Is it true that every time people attempt to satisfy their needs by means of an exchange, marketing is involved? Or is it false? I once posed this question to a group of marketing students. Their answers were as varied and entertaining as a circus. The conversations that flowed from this made me to do a rethink about what marketing really is.
What is marketing? Several authors have defined marketing in various ways. The American Marketing Association defines marketing as the process of planning and executing the conception, pricing, promotion and distribution of ideas, goods and services to create exchanges that satisfy individual and organisational goals. Cronje, et al (2007:283) define marketing as consisting of management tasks and decisions directed at successfully meeting opportunities and threats in a dynamic environment, by effectively developing and transferring a need-satisfying market offering to consumers, in such a way that the objectives of the business, the consumer and society will be achieved.
Schiffman and Kanuk (1994) talk about the marketing concept which they insist is about a company determining accurately the needs and wants of specific target markets, and delivering the desired satisfactions better than the competition. They also say that a marketer should make what it can sell, instead of trying to sell what it has made.
Using the example of a tennis racket, Perreault and McCarthy (1996:8) posit that marketing is about analysing the needs of consumers of a particular product, deciding the range of need for this product, determining amount of interests for now and the future, and providing access to the product. They also talk about the price to sell the product in order to make profit as well as ensuring that consumers get to know about the product. Interestingly they have also included other tennis racket manufacturers as constituting part of a racket manufacturer’s consideration. Perreault and McCarthy thus conclude that marketing is both a set of activities performed by organisations as well as a social process.

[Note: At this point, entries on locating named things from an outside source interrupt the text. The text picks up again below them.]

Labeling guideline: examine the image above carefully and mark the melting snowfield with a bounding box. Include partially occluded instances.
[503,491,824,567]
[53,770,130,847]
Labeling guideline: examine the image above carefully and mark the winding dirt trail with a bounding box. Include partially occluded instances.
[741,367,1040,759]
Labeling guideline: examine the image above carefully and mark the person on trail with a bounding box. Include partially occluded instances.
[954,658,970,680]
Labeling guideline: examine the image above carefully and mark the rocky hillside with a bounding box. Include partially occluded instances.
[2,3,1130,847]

The inclusion of a social process in the definition submits to marketing serving a social and economic benefit for the whole society.
Lamb, et al (2007:7) say marketing is about anticipating and satisfying consumer needs by means of mutually beneficial exchange processes and doing so profitably and more effectively than competitors by means of efficient managerial processes.

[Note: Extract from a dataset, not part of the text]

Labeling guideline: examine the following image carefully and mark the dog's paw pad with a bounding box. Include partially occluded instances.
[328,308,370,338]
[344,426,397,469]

Marketing therefore can be said to be about exchanges, conversations and interventions to improve the quality of goods and services as well as to obtain some benefits. If one can argue that this is true, therefore, marketing possibilities extend to both a seller of a product and or service as well as the buyer of the product or service. The question one can then ask in this instance is whether a role is played by the buyer of a service or product. The answer is a simple yes. The buyer’s role can therefore be said to include:
- A declaration of the need for a service or product
- Purchasing a product or service
- Using and or consuming a product or service
- Evaluating the benefits of a product or service for possible future use
Today’s marketers face a marketplace that is becoming increasingly more competitive, more specialised, more globalised and more technologically-driven. To participate and sustain relevance, marketers require a combination of creativity and knowledge. To effectively manage and realise a buyer’s objectives, the seller has to perform the following roles:
- Presentation of sources of identifying a service or product
- Ensuring that the product or service is affordable as well as providing access to the product or service
- Provision of enough information that enhances the beneficial use of the product or service
- Provision of accessible feedback mechanism for users of a product or service
- Acting on feedback from users of a product or service
The foregoing demonstrates that marketing is essentially an interaction between marketers and consumers of goods and services, which requires taking a decision on the part of management to produce worthwhile products and services, and then sell them at affordable prices on the basis of the profile of a market segment. It also behoves management to ensure meaningful access to the goods and services as well as the use of appropriate media to communicate the messages of the product and or service.
Bennett, P.D. 1995. Dictionary of marketing terms. 2nd edition. Chicago: American Marketing Association, p. 115.
Cronje, GJ, Du Toit GS, Motlatla, & MDC, Marais, A de K. 2007. Introduction to Buiness Management. 6th edition. Cape Town: Oxford University Press, p. 283.
Schiffman, Leon G, & Kanuk, LL. 1994. Consumer Behavior. 5th edition. London: Prentice-Hall.
Perreault, W.D. & McCarthy, E.J. 1996. Basic Marketing. Chicago: McGraw-Hill, p.8
Lamb, Charles W Jr, Hair, JF, McDaniel, C, Boshoff, & C, Terblanche, NS. 2007. Marketing. 2nd South African edition. Cape Town: Oxford University Press, p. 7.